The bill’s introduction by a group of civil libertarian lawmakers comes weeks after a national security aide to House Minority Leader Kevin McCarthy (R-Calif.) revealed that the NSA has shuttered its call-detail records program.
The Ending Mass Collection of Americans’ Phone Records Act would end the program for good, taking away the NSA’s authority to restart it. The bill was introduced by privacy hawks Sens. Ron Wyden (D-Ore.) and Rand Paul (R-Ky.) and Reps. Justin Amash (R-Mich.) and Zoe Lofgren (D-Calif.).
“This bill permanently stops one of the sprawling surveillance state’s most intrusive overreaches and is the first step in a movement to reclaim the constitutional liberties sacrificed by the overreaching provisions of the PATRIOT Act,” Paul said in a statement.

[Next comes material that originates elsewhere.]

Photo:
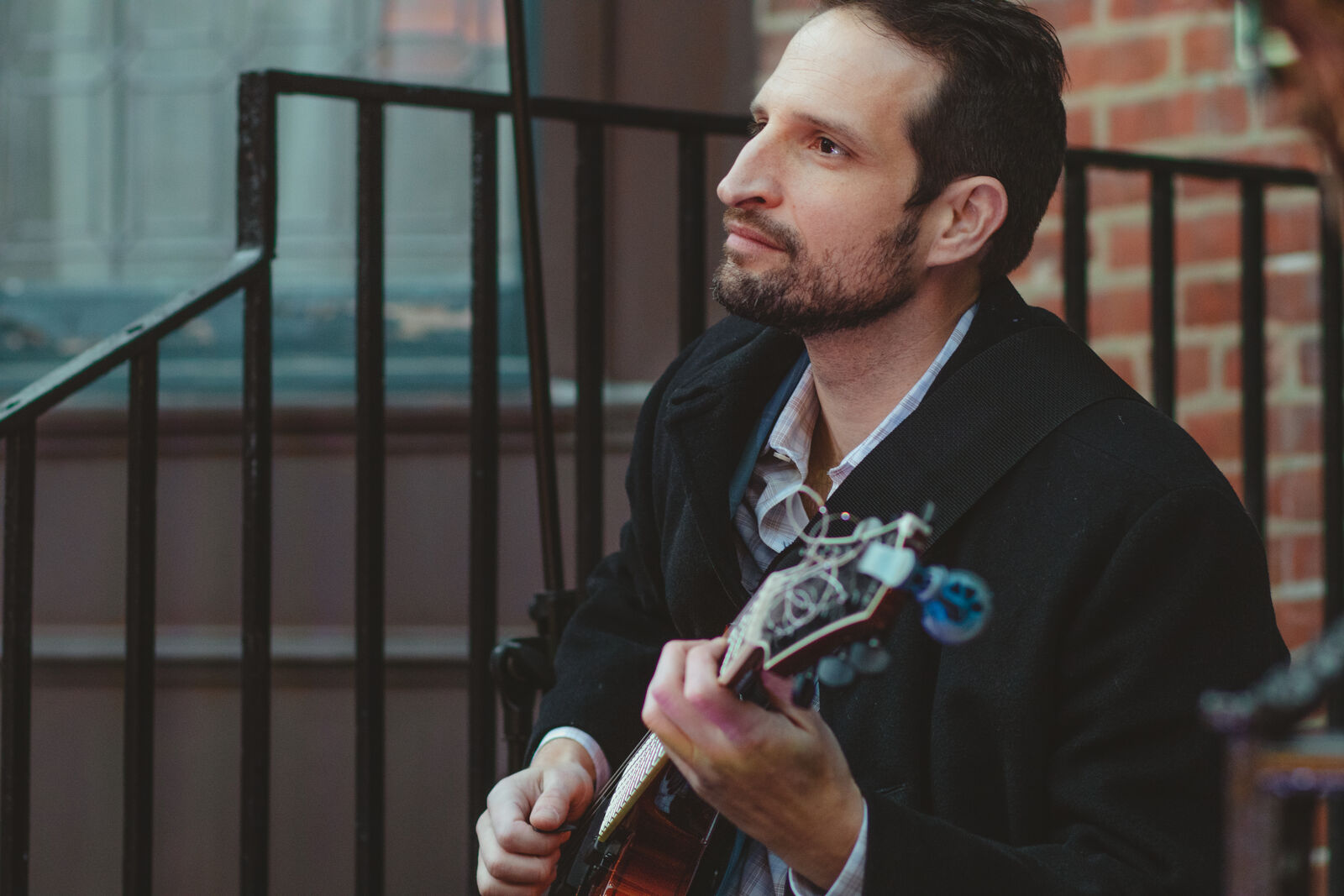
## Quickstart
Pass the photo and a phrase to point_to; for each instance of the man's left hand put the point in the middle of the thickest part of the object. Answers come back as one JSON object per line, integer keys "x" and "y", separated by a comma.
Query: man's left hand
{"x": 773, "y": 773}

The call-detail records program gathered metadata on domestic text messages and phone calls, which privacy activists have long said allows the government to access extremely detailed private information about U.S. citizens.
The NSA program was authorized by the 2015 USA Freedom Act, which is up for reauthorization later this year. A major congressional battle has been expected over the reauthorization of the surveillance program’s legal authority, often referred to as Section 215, which is one of the USA Freedom Act’s most highly contested provisions.